School exams in the UK, including GCSEs and A-Levels were cancelled this year because of the coronavirus pandemic, which meant students were forced to rely on their predicted grades. However, these predicted grades were lowered far below what was expected, and students are confused, angry and disappointed.
“My future has been set back completely,” says Abbi Fitzgerald, who received a distinction* in her engineering BTec, which is the highest grade achievable, but her A level results arrived with a D in art and maths and an E in physics, and now she cannot attend her desired engineering course at Durham university. Fitzgerald said that “I had my heart set on Durham and it’s now not an option for clearing because there’s no clearing for my course.”

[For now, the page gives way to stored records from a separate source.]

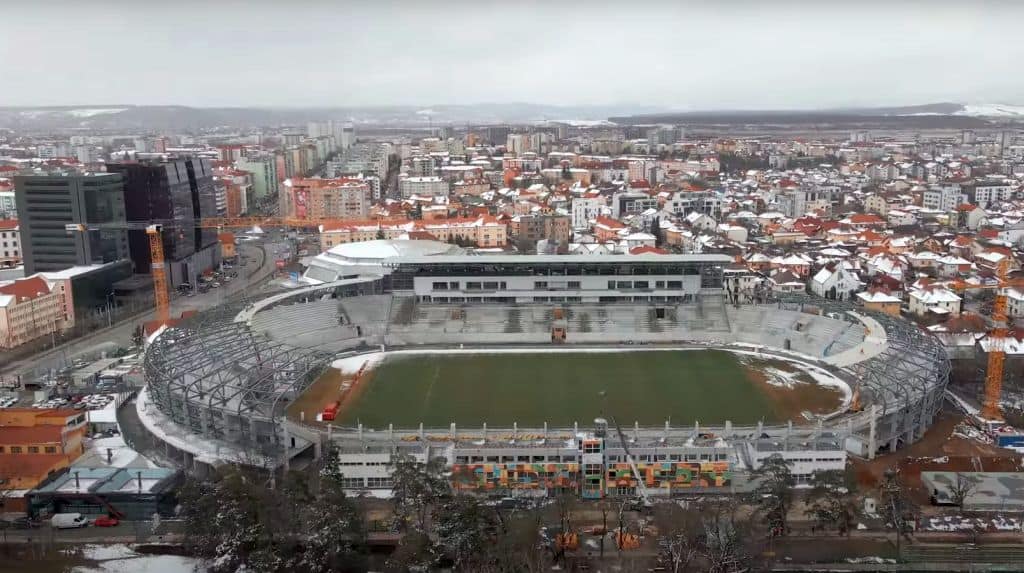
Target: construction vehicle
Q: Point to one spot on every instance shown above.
(155, 230)
(996, 336)
(642, 495)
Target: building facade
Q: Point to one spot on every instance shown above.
(29, 309)
(423, 186)
(10, 244)
(46, 204)
(180, 190)
(557, 277)
(264, 174)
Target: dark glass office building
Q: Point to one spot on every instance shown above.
(46, 204)
(176, 192)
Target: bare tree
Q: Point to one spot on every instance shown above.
(773, 495)
(897, 508)
(724, 547)
(830, 502)
(680, 533)
(962, 488)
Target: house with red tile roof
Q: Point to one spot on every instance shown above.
(29, 309)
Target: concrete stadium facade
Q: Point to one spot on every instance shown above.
(218, 383)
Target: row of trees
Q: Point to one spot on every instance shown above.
(308, 524)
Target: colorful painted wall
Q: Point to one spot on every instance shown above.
(672, 475)
(515, 476)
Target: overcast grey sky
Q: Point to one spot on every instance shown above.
(686, 55)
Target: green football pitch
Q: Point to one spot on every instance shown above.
(649, 387)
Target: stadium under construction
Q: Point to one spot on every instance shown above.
(219, 383)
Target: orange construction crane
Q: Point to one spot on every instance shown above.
(159, 273)
(996, 337)
(155, 229)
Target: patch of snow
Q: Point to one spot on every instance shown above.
(103, 553)
(991, 111)
(148, 564)
(351, 364)
(92, 112)
(120, 454)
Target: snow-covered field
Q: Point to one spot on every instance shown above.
(123, 559)
(111, 452)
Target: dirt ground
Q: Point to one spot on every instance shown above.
(937, 443)
(326, 390)
(791, 403)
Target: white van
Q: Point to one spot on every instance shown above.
(69, 521)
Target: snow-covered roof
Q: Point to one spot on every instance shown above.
(877, 297)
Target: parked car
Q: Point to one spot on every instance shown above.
(69, 521)
(105, 521)
(19, 523)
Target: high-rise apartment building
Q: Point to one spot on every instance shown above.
(264, 171)
(46, 204)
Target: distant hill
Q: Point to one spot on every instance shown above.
(134, 119)
(926, 116)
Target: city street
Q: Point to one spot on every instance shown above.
(257, 269)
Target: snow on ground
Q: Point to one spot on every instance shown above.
(120, 454)
(144, 563)
(992, 111)
(103, 553)
(91, 112)
(107, 414)
(351, 364)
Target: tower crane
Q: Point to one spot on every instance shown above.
(155, 229)
(996, 336)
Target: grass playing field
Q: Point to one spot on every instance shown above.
(648, 387)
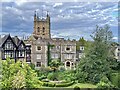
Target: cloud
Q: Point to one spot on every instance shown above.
(73, 19)
(57, 4)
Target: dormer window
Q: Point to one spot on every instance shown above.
(38, 29)
(43, 29)
(67, 48)
(38, 48)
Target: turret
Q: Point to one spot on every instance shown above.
(35, 16)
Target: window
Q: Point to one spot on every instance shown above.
(54, 56)
(38, 56)
(8, 46)
(21, 53)
(38, 48)
(38, 64)
(68, 56)
(57, 47)
(81, 47)
(8, 54)
(38, 29)
(68, 48)
(117, 54)
(43, 29)
(68, 64)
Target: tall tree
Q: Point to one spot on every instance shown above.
(18, 75)
(95, 65)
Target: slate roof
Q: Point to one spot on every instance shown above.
(15, 39)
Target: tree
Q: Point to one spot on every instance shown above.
(80, 42)
(54, 64)
(95, 64)
(18, 75)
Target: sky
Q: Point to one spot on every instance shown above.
(68, 19)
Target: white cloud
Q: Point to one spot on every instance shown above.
(57, 4)
(115, 38)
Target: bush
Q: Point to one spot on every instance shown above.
(52, 76)
(42, 77)
(49, 84)
(102, 85)
(61, 68)
(64, 84)
(76, 88)
(114, 78)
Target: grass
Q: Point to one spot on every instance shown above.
(83, 85)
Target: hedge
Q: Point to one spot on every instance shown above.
(49, 84)
(64, 84)
(115, 79)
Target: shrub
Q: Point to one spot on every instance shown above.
(52, 76)
(42, 77)
(76, 88)
(65, 84)
(114, 78)
(61, 68)
(102, 85)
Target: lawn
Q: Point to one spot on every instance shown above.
(82, 85)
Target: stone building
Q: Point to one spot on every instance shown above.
(14, 48)
(42, 44)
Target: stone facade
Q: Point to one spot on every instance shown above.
(63, 50)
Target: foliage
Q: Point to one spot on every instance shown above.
(104, 86)
(95, 65)
(18, 75)
(52, 76)
(76, 88)
(64, 84)
(80, 42)
(54, 64)
(115, 78)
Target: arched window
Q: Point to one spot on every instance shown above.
(68, 64)
(38, 30)
(43, 29)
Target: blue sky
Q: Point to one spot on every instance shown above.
(68, 19)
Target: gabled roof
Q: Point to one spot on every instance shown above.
(20, 42)
(5, 38)
(16, 40)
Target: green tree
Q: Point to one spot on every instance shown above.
(80, 42)
(95, 65)
(54, 64)
(18, 75)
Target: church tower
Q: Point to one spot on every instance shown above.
(41, 27)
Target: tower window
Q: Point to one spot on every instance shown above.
(38, 48)
(38, 64)
(38, 29)
(67, 48)
(43, 29)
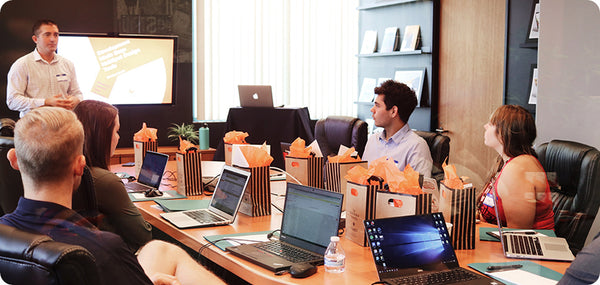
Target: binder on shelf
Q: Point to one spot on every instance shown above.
(391, 40)
(412, 38)
(369, 42)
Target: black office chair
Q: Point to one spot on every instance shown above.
(27, 258)
(334, 131)
(11, 187)
(439, 146)
(576, 189)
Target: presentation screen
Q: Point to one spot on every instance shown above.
(124, 69)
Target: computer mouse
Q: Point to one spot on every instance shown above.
(302, 270)
(153, 193)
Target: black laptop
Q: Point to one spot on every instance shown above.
(417, 250)
(310, 217)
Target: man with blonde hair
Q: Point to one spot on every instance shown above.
(49, 154)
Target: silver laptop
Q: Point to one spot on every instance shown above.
(151, 172)
(255, 96)
(520, 245)
(417, 249)
(223, 206)
(310, 217)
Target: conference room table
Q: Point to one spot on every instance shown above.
(360, 267)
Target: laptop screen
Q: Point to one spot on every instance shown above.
(410, 244)
(153, 168)
(229, 191)
(255, 96)
(310, 217)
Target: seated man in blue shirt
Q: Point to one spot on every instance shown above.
(394, 104)
(49, 154)
(585, 269)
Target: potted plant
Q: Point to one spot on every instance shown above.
(184, 131)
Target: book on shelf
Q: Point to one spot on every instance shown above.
(367, 91)
(369, 44)
(412, 38)
(391, 40)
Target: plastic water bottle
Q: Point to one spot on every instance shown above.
(203, 134)
(335, 258)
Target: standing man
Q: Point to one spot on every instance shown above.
(394, 104)
(42, 77)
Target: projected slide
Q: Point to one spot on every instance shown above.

Teachers submitted the predicted grades to the exam boards and ranked their pupils based on who they thought would do best, which the exam boards then analysed alongside the data recorded for each pupil from previous years in order to adjust the marks accurately. Head teachers have spoken out on the unfairness of the results, and records show that private schools in England have seen the biggest rise in top A level grades, to which Labour leader Sir Keir Starmer said, “Something has obviously gone horribly wrong with this year’s exam results, nearly 40% of young people have had their grades marked down and that’s thousands of young people whose opportunities could have been dashed.”
Gavin Williamson, the Education Secretary for England has asked exam boards to encourage schools and students to appeal against their results if they fear disadvantaged students were being affected, saying that “There is sometimes a danger where you have an exceptionally high-performing child in a low-performing school to be in a situation where they don’t get the grades that they want to.”
In contrast, figures from UCAS, the admissions service, show that out of the 358,860 applicants there has been a 2.9 per cent increase in the acceptance to UK based degrees compared with 2019. Out of those applications, 316,730 have been accepted on to their first choice, which is a 2.7% increase from 2019 too.
Education correspondent, Sean Coughlan gave an analysis of the data, summarising that those trying to get into university may find that they are able to get accepted with lower grades than in previous years, which is good news alongside the appeal process for the students who didn’t receive the grades they had expected.
The overall state of confusion must not result in students losing their hope, to which Jeremy Clarkson left a tweet of encouragement (which also led to ‘N and a T’ trending on Twitter. You do the adding here).
Whether success to you is riches or wealth of experience, if you want to live in a luxurious home in the Cotswolds or not—is besides the point, there is enough evidence out there that you don’t need the best results in school to do well in life, no matter where you come from, but it is crucial that every student is examined equally in school exams and given a fair opportunity for higher education.